Volkswagen returns to traditional funding pattern
Volkswagen was compelled to shift its funding strategy last year in the wake of an emissions cheating scandal. It stepped up issuance of asset-backeds, which were less impacted by the fallout than the company’s stocks and unsecured debt.
Now that investor confidence has been restored, Volkswagen is returning to its traditional funding pattern. In June, it issued €3.5 billion of hybrid unsecured bonds for the first time in 18 months. “The highly successful placement is evidence of our good standing on the capital market, despite a longer pause in our issuance,” Frank Fiedler, CFO of Volkswagen Financial Services, said in a statement issued when the transaction closed.
Volkswagen has no plans to pull back from the securitization market, however.
“The refinancing of Volkswagen Financial Services is carried out on the basis of strategic diversification,” spokesman Marc Siedler said in an email. “In addition to Auto ABS transactions, deposits from the stable direct banking business and the money and capital markets are the most important elements in the refinancing mix.”
Sielder said that during the fiscal year ended March 31, 2016, bonds backed by auto loans and leases accounted for 19% of Volkswagen’s funding mix. This figure includes both dollar-denominated bonds backed by U.S. vehicle financing and euro-denominated bonds backed by European vehicle financing. That was up four percentage points from 15% for the fiscal year ended March 31, 2015.
Volkswagen was able to continue accessing the securitization market at low cost because consumers continued to make timely payments on their loans and leases. The manufacturer recalled thousands of diesel vehicles to bring them up to regulation. In a June 28 report, Moody’s noted that the delinquency rate of VW deals it rates has remained “consistently low” in Germany, Spain, France and the U.K.
Moreover, VW Group diesel vehicles have retained their relative value against other manufacturer diesel vehicles, despite the fallout from the emissions crisis. So even when consumers stopped making payments, and the vehicles were repossessed, they fetched a good price at auction. (Consumer repayment behavior is generally supported by stronger used values, as the borrower can sell the vehicle to cover the debt without falling into arrears if they are under financial stress, per Moody's.)

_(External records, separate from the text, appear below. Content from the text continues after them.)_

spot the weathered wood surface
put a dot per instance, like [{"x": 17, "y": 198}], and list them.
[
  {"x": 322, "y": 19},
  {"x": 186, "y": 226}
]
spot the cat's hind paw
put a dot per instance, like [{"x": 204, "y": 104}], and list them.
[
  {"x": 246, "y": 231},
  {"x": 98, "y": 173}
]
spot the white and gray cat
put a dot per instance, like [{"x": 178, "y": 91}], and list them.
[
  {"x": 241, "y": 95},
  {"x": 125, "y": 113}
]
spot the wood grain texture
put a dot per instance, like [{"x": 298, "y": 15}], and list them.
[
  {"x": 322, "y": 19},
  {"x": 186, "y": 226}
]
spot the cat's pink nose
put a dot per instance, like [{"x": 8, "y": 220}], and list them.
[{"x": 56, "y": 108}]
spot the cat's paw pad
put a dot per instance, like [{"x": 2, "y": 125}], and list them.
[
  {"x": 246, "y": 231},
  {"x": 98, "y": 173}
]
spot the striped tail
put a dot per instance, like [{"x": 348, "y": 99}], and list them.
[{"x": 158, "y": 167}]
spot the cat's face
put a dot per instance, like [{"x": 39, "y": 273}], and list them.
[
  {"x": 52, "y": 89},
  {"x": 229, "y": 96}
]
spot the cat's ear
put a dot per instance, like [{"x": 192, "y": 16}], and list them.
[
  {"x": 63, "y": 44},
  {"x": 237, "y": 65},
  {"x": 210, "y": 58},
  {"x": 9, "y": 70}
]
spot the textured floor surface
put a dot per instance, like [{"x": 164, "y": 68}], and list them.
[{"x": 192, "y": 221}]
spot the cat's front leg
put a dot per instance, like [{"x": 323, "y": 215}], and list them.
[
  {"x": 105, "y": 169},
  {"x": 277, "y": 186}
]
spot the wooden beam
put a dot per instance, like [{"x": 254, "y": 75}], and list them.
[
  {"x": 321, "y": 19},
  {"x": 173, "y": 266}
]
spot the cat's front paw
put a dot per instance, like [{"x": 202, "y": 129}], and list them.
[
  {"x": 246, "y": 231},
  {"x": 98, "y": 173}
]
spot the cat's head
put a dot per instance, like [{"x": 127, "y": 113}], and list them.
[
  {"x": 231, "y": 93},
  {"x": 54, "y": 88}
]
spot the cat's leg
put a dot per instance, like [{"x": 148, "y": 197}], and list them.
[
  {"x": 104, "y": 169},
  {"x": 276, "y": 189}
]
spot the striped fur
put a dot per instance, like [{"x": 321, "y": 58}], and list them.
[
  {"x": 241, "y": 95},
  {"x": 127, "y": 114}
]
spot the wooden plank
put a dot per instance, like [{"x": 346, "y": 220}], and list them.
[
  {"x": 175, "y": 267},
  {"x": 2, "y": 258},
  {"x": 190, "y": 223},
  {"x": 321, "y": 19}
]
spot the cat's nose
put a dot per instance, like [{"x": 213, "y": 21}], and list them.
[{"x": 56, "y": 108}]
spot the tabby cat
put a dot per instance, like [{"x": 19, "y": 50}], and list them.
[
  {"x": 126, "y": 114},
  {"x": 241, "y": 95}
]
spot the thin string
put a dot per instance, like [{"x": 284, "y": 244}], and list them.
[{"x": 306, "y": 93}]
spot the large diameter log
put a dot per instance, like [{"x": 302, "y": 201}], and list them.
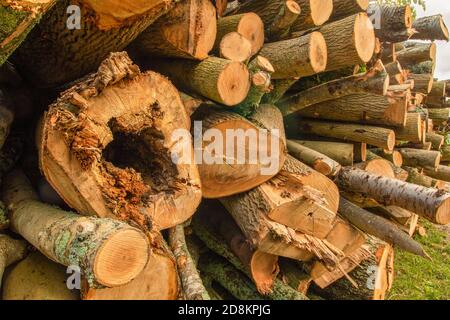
[
  {"x": 412, "y": 131},
  {"x": 89, "y": 132},
  {"x": 226, "y": 82},
  {"x": 256, "y": 157},
  {"x": 376, "y": 82},
  {"x": 350, "y": 41},
  {"x": 109, "y": 252},
  {"x": 261, "y": 266},
  {"x": 297, "y": 57},
  {"x": 158, "y": 281},
  {"x": 37, "y": 278},
  {"x": 430, "y": 28},
  {"x": 340, "y": 152},
  {"x": 313, "y": 158},
  {"x": 379, "y": 227},
  {"x": 187, "y": 31},
  {"x": 248, "y": 25},
  {"x": 345, "y": 8},
  {"x": 361, "y": 108},
  {"x": 60, "y": 43},
  {"x": 17, "y": 22},
  {"x": 379, "y": 137},
  {"x": 297, "y": 197},
  {"x": 420, "y": 158},
  {"x": 429, "y": 203}
]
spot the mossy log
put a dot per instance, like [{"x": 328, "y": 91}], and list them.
[
  {"x": 109, "y": 252},
  {"x": 38, "y": 278},
  {"x": 430, "y": 28},
  {"x": 376, "y": 136},
  {"x": 186, "y": 31},
  {"x": 88, "y": 133},
  {"x": 60, "y": 50},
  {"x": 429, "y": 203}
]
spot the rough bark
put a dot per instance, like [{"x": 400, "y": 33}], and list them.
[
  {"x": 297, "y": 57},
  {"x": 379, "y": 137},
  {"x": 187, "y": 31},
  {"x": 239, "y": 171},
  {"x": 93, "y": 244},
  {"x": 314, "y": 159},
  {"x": 379, "y": 227},
  {"x": 192, "y": 284},
  {"x": 106, "y": 26},
  {"x": 429, "y": 203},
  {"x": 88, "y": 133},
  {"x": 375, "y": 81},
  {"x": 431, "y": 28},
  {"x": 37, "y": 278}
]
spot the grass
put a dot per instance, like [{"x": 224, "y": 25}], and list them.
[{"x": 420, "y": 279}]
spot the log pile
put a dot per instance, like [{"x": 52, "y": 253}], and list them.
[{"x": 203, "y": 150}]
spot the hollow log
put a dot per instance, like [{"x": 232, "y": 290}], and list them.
[
  {"x": 223, "y": 81},
  {"x": 158, "y": 281},
  {"x": 350, "y": 41},
  {"x": 88, "y": 133},
  {"x": 313, "y": 158},
  {"x": 340, "y": 152},
  {"x": 380, "y": 137},
  {"x": 238, "y": 171},
  {"x": 430, "y": 28},
  {"x": 375, "y": 81},
  {"x": 37, "y": 278},
  {"x": 59, "y": 43},
  {"x": 187, "y": 31},
  {"x": 93, "y": 244},
  {"x": 379, "y": 227},
  {"x": 345, "y": 8},
  {"x": 248, "y": 25},
  {"x": 297, "y": 57},
  {"x": 429, "y": 203},
  {"x": 19, "y": 20},
  {"x": 420, "y": 158}
]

While the cost of funding unsecured debt has now fallen, “it is the security of the funding that counts for us and not the last spread point,” Siedler said. “Volkswagen Financial Services are a frequent ABS issuer; we do not plan change our frequent issuance pattern.”
However, Moody’s is concerned that values for used diesel cars of all brands could come under pressure as local governments across Europe take actions that make it less attractive to own and operate cars with engines that emit high levels of nitrogen oxide.
“We think that, over time, regulatory actions will lead to a broad based negative pressure in the value of diesel vehicles, as consumers respond to increasing costs of owning a diesel vehicle,” the rating agency stated in the report. It noted that in cities like Madrid, Milan, Paris and Stuttgart, authorities have threatened to ban diesel cars. And the U.K. government has recently proposed a clean air zone framework, which includes a minimum emissions standard that would charge diesel vehicles that do not meet Euro 6 standards of emissions, versus Euro 4 standards for vehicles that run on gasoline.
These moves did not have a measurable impact on sales of diesel cars in 2016, but Moody’s expects to see a larger decline in the proportion new diesel vehicles sold in 2017. And it expects this shift in consumer demand will be echoed in the used car market.
“Scrappage schemes may be implemented in various markets to remove older diesel vehicles from the road, but any such schemes are unlikely to fully mitigate negative pressures on diesel used car values caused by stricter regulation,” the report states.
Anthony Parry, a senior vice president/manager at Moody's, said VW has a strong track record in the ABS market, having come to market regularly since 2000. "We’d expect them to continue to tap their well-established ABS investor base as part of a diverse funding mix,” he said in an emailed statement.